Just add a spoon and your'e done!!

Reactions: Funny 6


----------



## antonherbst (22/11/17)

Last push on this thread. Thanks for the suggestions made so far.

Reactions: Like 1


----------



## Friep (22/11/17)

If the budget was a bit more I would look at the smok stick v8 with the big baby beast if I am not mistaken should have awsome flavour but think its almost double the budget and then the ijust s also good on flavour and the option with changing tanks is a plus but then one could look at the Pico range as well wich is one of the best starter kits available but then its way out of budget.

Reactions: Like 1


----------



## antonherbst (22/11/17)

Friep said:


> If the budget was a bit more I would look at the smok stick v8 with the big baby beast if I am not mistaken should have awsome flavour but think its almost double the budget and then the ijust s also good on flavour and the option with changing tanks is a plus but then one could look at the Pico range as well wich is one of the best starter kits available but then its way out of budget.

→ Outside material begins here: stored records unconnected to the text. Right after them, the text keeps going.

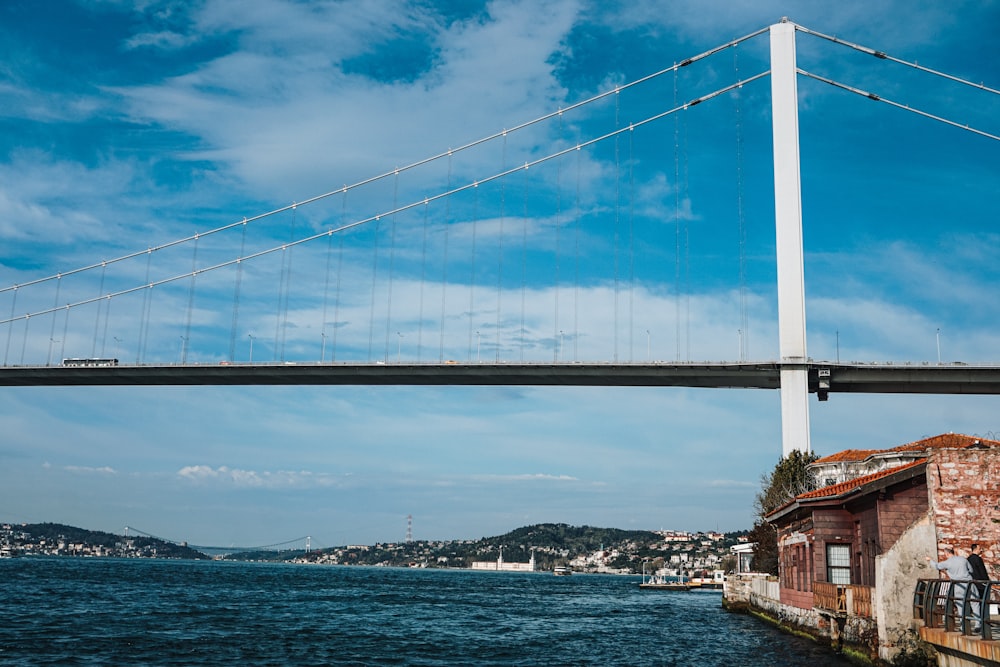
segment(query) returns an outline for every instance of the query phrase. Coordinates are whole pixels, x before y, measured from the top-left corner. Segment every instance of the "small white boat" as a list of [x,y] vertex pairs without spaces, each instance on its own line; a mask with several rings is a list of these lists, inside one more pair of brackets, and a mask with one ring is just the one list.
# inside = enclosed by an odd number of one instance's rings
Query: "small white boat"
[[557,577],[568,577],[569,575],[573,574],[573,570],[566,567],[565,565],[557,565],[554,568],[552,568],[552,574],[556,575]]
[[639,588],[654,591],[689,591],[691,590],[691,584],[684,581],[684,577],[674,581],[662,575],[654,574],[648,579],[644,578],[642,583],[639,584]]

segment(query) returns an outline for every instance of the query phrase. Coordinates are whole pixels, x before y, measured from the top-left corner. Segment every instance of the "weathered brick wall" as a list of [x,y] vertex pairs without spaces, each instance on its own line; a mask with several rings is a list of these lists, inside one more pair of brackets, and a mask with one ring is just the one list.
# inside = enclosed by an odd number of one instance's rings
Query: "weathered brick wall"
[[897,486],[892,494],[879,502],[879,528],[881,530],[882,551],[888,551],[896,540],[927,513],[927,488],[924,478],[917,477],[911,486]]
[[931,452],[927,490],[938,548],[968,554],[978,543],[990,577],[1000,579],[1000,448]]

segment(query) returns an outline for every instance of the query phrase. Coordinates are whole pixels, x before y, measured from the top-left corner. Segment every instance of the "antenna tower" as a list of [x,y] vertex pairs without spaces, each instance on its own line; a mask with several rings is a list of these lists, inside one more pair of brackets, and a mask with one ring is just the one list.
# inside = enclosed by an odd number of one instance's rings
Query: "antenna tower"
[[406,515],[406,541],[407,542],[412,542],[413,541],[413,515],[412,514],[407,514]]

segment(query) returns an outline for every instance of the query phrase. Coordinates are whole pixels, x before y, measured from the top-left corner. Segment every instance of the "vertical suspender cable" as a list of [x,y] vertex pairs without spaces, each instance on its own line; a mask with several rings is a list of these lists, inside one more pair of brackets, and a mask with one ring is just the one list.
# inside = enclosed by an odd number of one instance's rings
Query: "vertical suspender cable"
[[[615,91],[615,130],[619,129],[619,113],[621,111],[621,96]],[[614,355],[615,362],[618,361],[618,226],[621,224],[621,155],[620,155],[620,135],[615,133],[615,234],[614,234],[614,258],[615,258],[615,333],[614,333]]]
[[[105,261],[101,262],[101,285],[97,288],[97,296],[104,294],[104,278],[108,272],[108,263]],[[90,349],[90,356],[97,356],[97,330],[100,328],[101,322],[101,299],[97,301],[97,313],[94,314],[94,341]]]
[[[340,203],[340,224],[347,220],[347,184],[344,184],[344,197]],[[337,288],[333,297],[333,349],[330,351],[330,361],[337,360],[337,333],[340,331],[340,277],[344,268],[344,232],[337,234]]]
[[[451,192],[451,150],[448,151],[448,192]],[[438,343],[438,361],[444,361],[445,309],[448,305],[448,228],[451,226],[451,197],[445,197],[444,241],[441,249],[441,340]]]
[[236,258],[236,280],[233,285],[233,323],[229,328],[229,361],[236,361],[236,331],[240,325],[240,289],[243,286],[243,253],[247,245],[247,219],[243,218],[240,255]]
[[[579,137],[577,137],[579,138]],[[576,145],[576,229],[573,241],[573,361],[579,361],[580,344],[580,144]]]
[[[108,304],[111,307],[111,304]],[[66,358],[66,336],[69,334],[69,304],[66,304],[66,318],[63,320],[63,333],[62,333],[62,347],[59,349],[59,358]],[[117,350],[115,351],[115,357],[118,357]]]
[[628,360],[635,361],[635,130],[628,133]]
[[[288,246],[282,248],[281,260],[282,260],[282,276],[281,276],[281,295],[279,297],[279,309],[281,316],[281,361],[285,360],[285,340],[288,335],[288,302],[289,296],[292,289],[292,248],[295,247],[295,227],[298,222],[297,218],[297,206],[292,204],[292,226],[289,230]],[[277,339],[277,335],[275,335]],[[277,341],[275,341],[277,342]]]
[[333,255],[333,231],[326,235],[326,269],[323,271],[323,310],[319,322],[319,362],[326,361],[326,307],[330,301],[330,258]]
[[420,308],[417,311],[417,363],[420,362],[424,346],[424,287],[427,283],[427,225],[430,222],[431,205],[424,201],[424,231],[420,244]]
[[[685,115],[685,121],[687,116]],[[690,199],[690,169],[688,168],[688,132],[684,123],[684,200]],[[691,361],[691,225],[684,217],[684,360]]]
[[153,283],[149,282],[149,272],[153,263],[153,249],[146,249],[146,289],[142,291],[142,319],[139,322],[139,344],[135,350],[135,363],[138,366],[146,358],[146,344],[149,339],[149,311],[152,307]]
[[524,361],[524,340],[526,331],[524,330],[524,312],[526,306],[526,295],[528,292],[528,167],[527,162],[524,168],[524,215],[521,216],[521,328],[518,332],[518,345],[520,346],[521,361]]
[[191,287],[188,290],[187,323],[181,340],[181,363],[187,363],[188,341],[191,340],[191,313],[194,310],[194,290],[198,280],[198,234],[194,235],[194,249],[191,251]]
[[[562,138],[563,133],[563,117],[559,114],[559,137]],[[562,248],[562,238],[560,232],[562,231],[562,160],[556,161],[556,275],[555,280],[552,285],[552,302],[553,302],[553,314],[552,314],[552,361],[561,361],[562,356],[562,336],[559,335],[559,283],[560,275],[559,269],[559,259],[561,255]]]
[[[386,294],[385,301],[385,361],[389,361],[389,336],[392,327],[392,278],[395,272],[396,264],[396,213],[395,210],[399,202],[399,169],[396,170],[396,175],[392,180],[392,210],[394,211],[391,219],[389,220],[389,281],[388,281],[388,291]],[[402,337],[402,334],[400,334]],[[402,347],[402,340],[399,342],[400,348]]]
[[378,225],[380,216],[375,216],[375,224],[372,226],[372,298],[371,307],[368,311],[368,361],[372,360],[372,345],[375,340],[375,284],[378,280]]
[[[49,356],[45,362],[46,366],[52,365],[52,346],[56,342],[56,310],[59,307],[59,290],[62,288],[62,275],[56,276],[56,298],[52,303],[52,327],[49,330]],[[98,302],[100,303],[100,302]]]
[[278,272],[278,304],[274,311],[274,348],[271,361],[278,360],[281,351],[281,313],[285,309],[285,264],[288,261],[288,245],[281,246],[281,269]]
[[[507,171],[507,131],[503,133],[503,151],[501,153],[500,170]],[[507,211],[507,176],[500,179],[500,234],[497,239],[497,330],[496,330],[496,361],[500,361],[500,308],[503,299],[503,223]]]
[[[677,69],[674,69],[674,108],[677,108]],[[681,119],[674,114],[674,361],[681,360]]]
[[[740,79],[739,47],[733,47],[733,68],[736,70],[736,80]],[[750,346],[750,319],[747,315],[747,225],[743,208],[743,120],[741,105],[742,90],[737,89],[736,99],[736,204],[739,216],[739,246],[740,246],[740,361],[747,360]]]
[[476,226],[479,220],[479,183],[472,184],[472,269],[469,273],[469,353],[466,357],[472,360],[472,318],[476,307]]
[[105,301],[108,302],[107,307],[104,309],[104,333],[101,335],[101,356],[107,356],[104,353],[105,347],[108,343],[108,323],[111,321],[111,295],[109,294]]
[[10,354],[10,339],[14,336],[14,308],[17,307],[17,290],[17,285],[14,285],[13,295],[10,298],[10,317],[8,318],[10,321],[7,323],[7,346],[3,351],[4,366],[7,365],[7,355]]

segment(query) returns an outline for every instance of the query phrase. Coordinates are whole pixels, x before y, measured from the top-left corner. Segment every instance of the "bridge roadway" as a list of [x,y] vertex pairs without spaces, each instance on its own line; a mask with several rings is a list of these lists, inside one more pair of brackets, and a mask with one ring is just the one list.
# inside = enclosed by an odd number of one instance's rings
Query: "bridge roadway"
[[809,391],[1000,394],[1000,365],[962,363],[219,363],[5,366],[0,386],[520,385],[779,389],[805,368]]

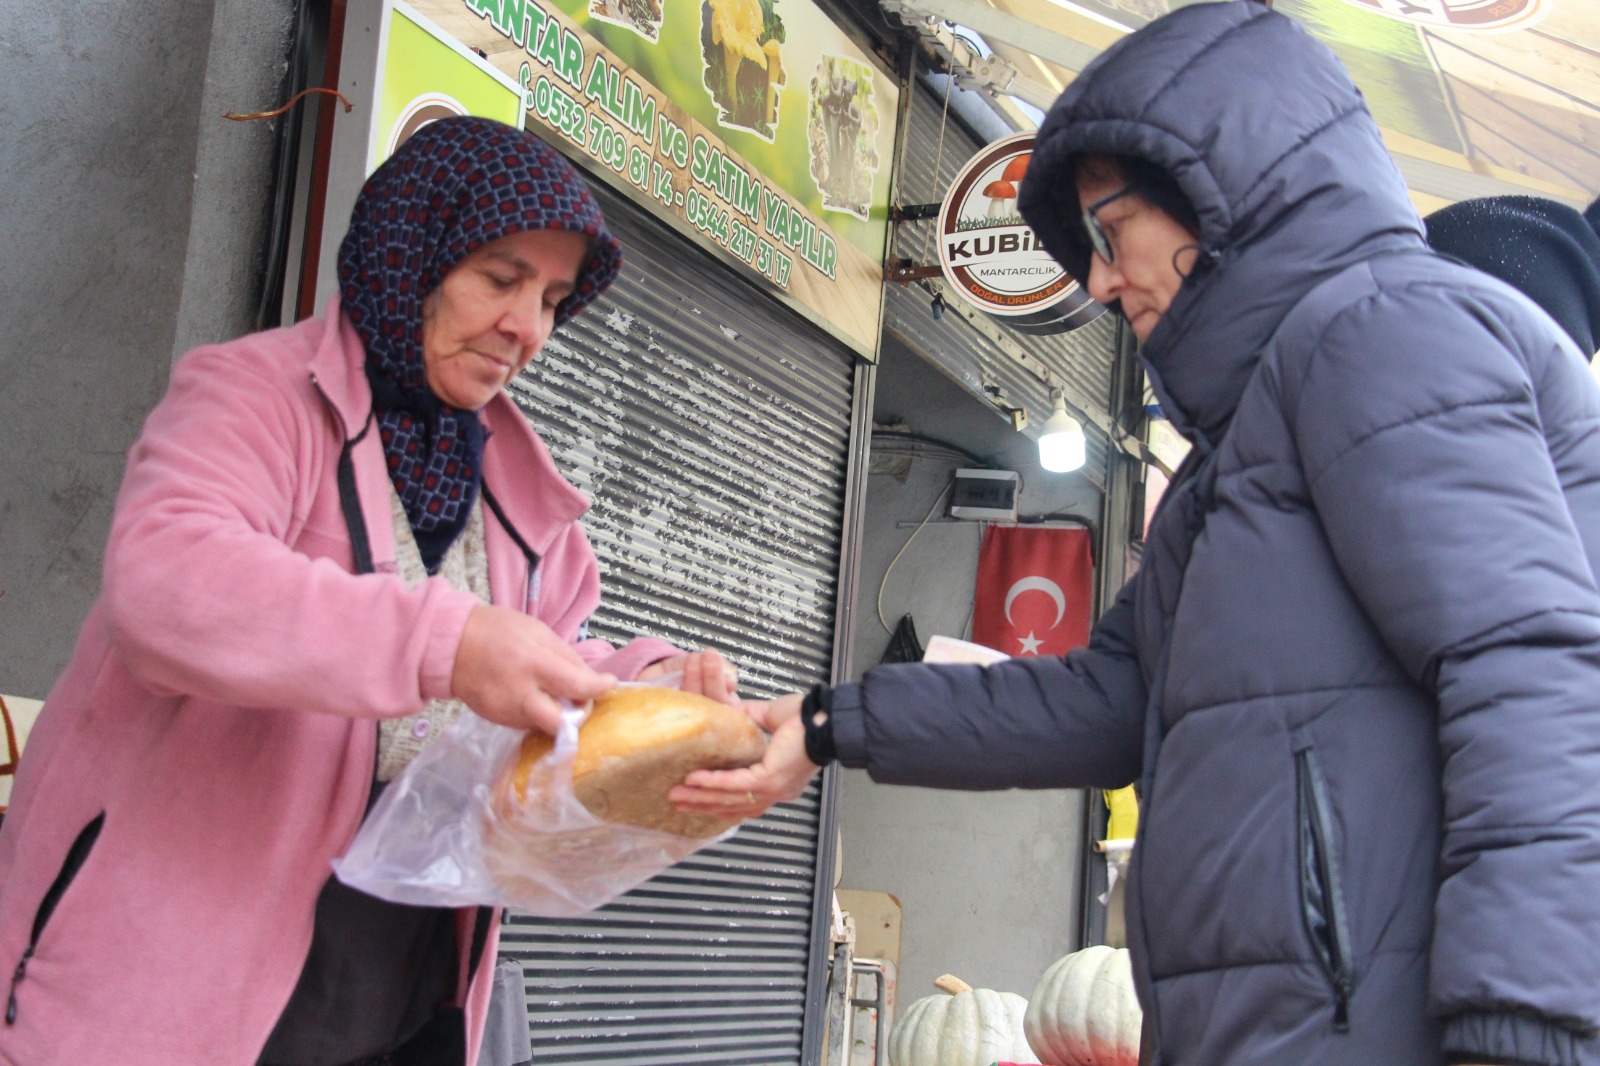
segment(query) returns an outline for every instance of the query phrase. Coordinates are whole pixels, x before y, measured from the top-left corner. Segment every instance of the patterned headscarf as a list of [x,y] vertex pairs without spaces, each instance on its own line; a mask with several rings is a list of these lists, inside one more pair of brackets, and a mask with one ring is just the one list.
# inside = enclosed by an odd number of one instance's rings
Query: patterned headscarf
[[490,119],[452,117],[422,127],[373,172],[339,248],[339,296],[366,348],[389,476],[430,572],[472,509],[483,425],[428,387],[423,301],[476,249],[538,229],[589,238],[577,286],[556,306],[559,327],[616,278],[621,246],[553,148]]

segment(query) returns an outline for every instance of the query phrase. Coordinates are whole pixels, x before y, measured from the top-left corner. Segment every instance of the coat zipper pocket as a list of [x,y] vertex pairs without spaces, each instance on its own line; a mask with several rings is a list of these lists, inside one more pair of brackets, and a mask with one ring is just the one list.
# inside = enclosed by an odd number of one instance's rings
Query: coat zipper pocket
[[77,838],[67,849],[67,857],[61,864],[61,872],[56,874],[56,879],[50,883],[44,899],[39,902],[39,911],[33,916],[33,931],[28,936],[28,946],[23,950],[22,958],[17,960],[17,968],[11,972],[11,990],[6,996],[7,1025],[14,1025],[17,1021],[17,986],[28,975],[28,960],[33,958],[34,949],[39,946],[39,938],[44,935],[44,928],[50,923],[50,916],[55,913],[62,895],[78,876],[83,864],[88,861],[89,852],[93,850],[94,842],[99,839],[100,830],[105,824],[106,816],[102,812],[95,815],[93,821],[78,831]]
[[1355,966],[1350,958],[1350,928],[1339,862],[1333,848],[1327,785],[1317,753],[1305,748],[1294,754],[1299,792],[1300,903],[1306,932],[1333,986],[1333,1031],[1350,1031],[1350,997],[1355,992]]

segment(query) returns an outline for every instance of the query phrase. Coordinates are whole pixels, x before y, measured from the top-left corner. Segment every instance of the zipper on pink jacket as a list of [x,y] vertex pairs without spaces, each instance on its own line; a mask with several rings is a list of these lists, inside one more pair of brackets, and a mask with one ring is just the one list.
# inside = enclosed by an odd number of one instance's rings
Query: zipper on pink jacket
[[539,570],[539,553],[528,547],[528,542],[522,539],[522,534],[517,532],[517,527],[511,524],[505,511],[500,509],[500,501],[494,498],[494,493],[489,491],[489,483],[479,480],[478,491],[483,493],[483,500],[489,505],[489,510],[494,512],[494,517],[511,537],[513,543],[522,549],[523,557],[528,560],[528,578],[522,583],[522,613],[533,613],[533,575]]
[[[373,572],[372,543],[367,536],[367,520],[361,513],[361,496],[356,491],[356,468],[352,455],[355,451],[355,446],[360,444],[372,429],[372,412],[370,410],[367,412],[367,421],[361,427],[361,432],[351,437],[349,435],[350,427],[345,425],[344,415],[339,412],[339,408],[334,404],[333,400],[323,391],[322,383],[317,380],[317,375],[314,373],[311,375],[311,385],[317,390],[317,395],[322,397],[322,402],[327,404],[328,410],[333,412],[334,418],[338,419],[340,436],[344,437],[344,444],[339,449],[337,475],[339,509],[344,514],[345,526],[350,532],[350,551],[355,557],[356,573],[370,574]],[[531,595],[533,591],[533,575],[539,569],[539,553],[528,546],[528,542],[522,539],[522,534],[517,532],[517,527],[511,524],[511,520],[506,517],[505,511],[500,506],[500,501],[496,500],[494,493],[489,491],[488,482],[480,479],[478,489],[483,493],[484,502],[489,505],[489,510],[494,512],[494,517],[500,523],[500,527],[506,531],[511,540],[521,549],[523,557],[528,561],[528,577],[522,583],[522,611],[524,614],[530,613],[533,609]]]
[[372,429],[372,412],[368,410],[367,420],[361,426],[361,432],[354,437],[350,436],[350,427],[345,425],[344,415],[338,406],[328,398],[322,389],[322,382],[317,380],[317,375],[311,375],[311,387],[317,390],[317,395],[322,397],[322,402],[328,405],[328,410],[333,412],[333,417],[339,422],[339,435],[344,438],[344,443],[339,448],[339,466],[337,472],[339,484],[339,510],[344,514],[345,527],[350,531],[350,554],[355,559],[356,573],[370,574],[372,567],[372,541],[367,537],[367,520],[361,513],[361,494],[356,491],[356,464],[352,455],[357,444],[360,444]]

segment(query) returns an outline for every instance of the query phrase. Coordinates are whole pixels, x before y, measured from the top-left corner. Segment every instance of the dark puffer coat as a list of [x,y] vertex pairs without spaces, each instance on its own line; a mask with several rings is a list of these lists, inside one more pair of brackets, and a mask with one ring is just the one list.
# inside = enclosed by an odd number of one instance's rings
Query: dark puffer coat
[[1584,359],[1425,249],[1345,72],[1260,5],[1152,23],[1051,111],[1022,210],[1080,278],[1089,152],[1174,174],[1215,253],[1143,351],[1195,450],[1089,648],[872,670],[832,695],[841,760],[1142,778],[1148,1061],[1600,1064]]

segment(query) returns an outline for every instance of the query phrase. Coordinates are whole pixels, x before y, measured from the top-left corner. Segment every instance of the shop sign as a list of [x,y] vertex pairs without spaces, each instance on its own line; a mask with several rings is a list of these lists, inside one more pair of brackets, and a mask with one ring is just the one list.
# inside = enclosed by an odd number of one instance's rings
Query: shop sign
[[939,209],[939,265],[968,303],[1027,332],[1077,329],[1104,310],[1017,212],[1032,133],[989,144],[951,182]]
[[1525,28],[1544,15],[1549,0],[1346,0],[1346,3],[1433,29]]
[[390,0],[384,35],[370,166],[524,126],[875,357],[899,90],[811,0]]

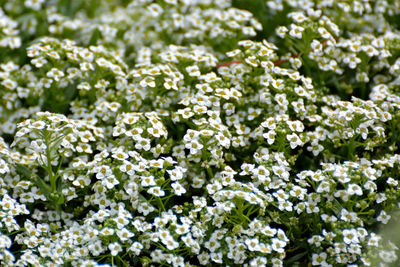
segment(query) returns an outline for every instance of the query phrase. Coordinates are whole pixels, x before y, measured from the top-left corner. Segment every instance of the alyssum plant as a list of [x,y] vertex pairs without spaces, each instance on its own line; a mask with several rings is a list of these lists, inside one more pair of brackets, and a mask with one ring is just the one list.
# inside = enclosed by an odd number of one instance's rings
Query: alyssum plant
[[1,265],[398,264],[400,2],[240,6],[0,1]]

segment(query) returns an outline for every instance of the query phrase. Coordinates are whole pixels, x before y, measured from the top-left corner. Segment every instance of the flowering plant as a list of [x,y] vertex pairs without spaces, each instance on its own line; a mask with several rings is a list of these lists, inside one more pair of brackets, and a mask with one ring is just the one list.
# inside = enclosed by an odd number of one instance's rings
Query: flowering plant
[[1,265],[396,266],[399,16],[1,3]]

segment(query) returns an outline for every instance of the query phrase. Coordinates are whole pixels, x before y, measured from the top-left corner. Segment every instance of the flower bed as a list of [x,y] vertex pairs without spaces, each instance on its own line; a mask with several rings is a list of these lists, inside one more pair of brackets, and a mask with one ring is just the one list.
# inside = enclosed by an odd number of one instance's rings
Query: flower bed
[[0,7],[1,265],[399,264],[399,1]]

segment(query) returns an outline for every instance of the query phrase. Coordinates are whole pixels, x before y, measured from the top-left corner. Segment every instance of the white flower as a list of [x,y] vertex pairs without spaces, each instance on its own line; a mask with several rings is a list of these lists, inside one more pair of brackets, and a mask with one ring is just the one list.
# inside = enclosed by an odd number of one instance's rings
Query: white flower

Looked at all those options and sofar i must say a budget vape mod that gives good flavor is not possible. Sacrifices has to be made.

Reactions: Agree 2


----------



## craigb (22/11/17)

antonherbst said:


> Sacrifices has to be made.



So true, but the eGo AIO is what got me off the stinkies. Flavour is nowhere near as good as with a proper R(T/D/DT)A or tank, but they are pretty good, you pick up the main notes, but don't get any of the nuance in most juices.

Reactions: Like 2


----------



## Friep (22/11/17)

The aio is the best bet for the budget. It's a surprisingly good vape with the 0.3 dc coils my brother inlaw enjoys his but hasn't fully converted yet.

Reactions: Like 1 | Dislike 1


----------



## Downtown Vapoury (22/11/17)

Vapepen 22 will do the job and its only R 400.00

Reactions: Like 2 | Informative 1


----------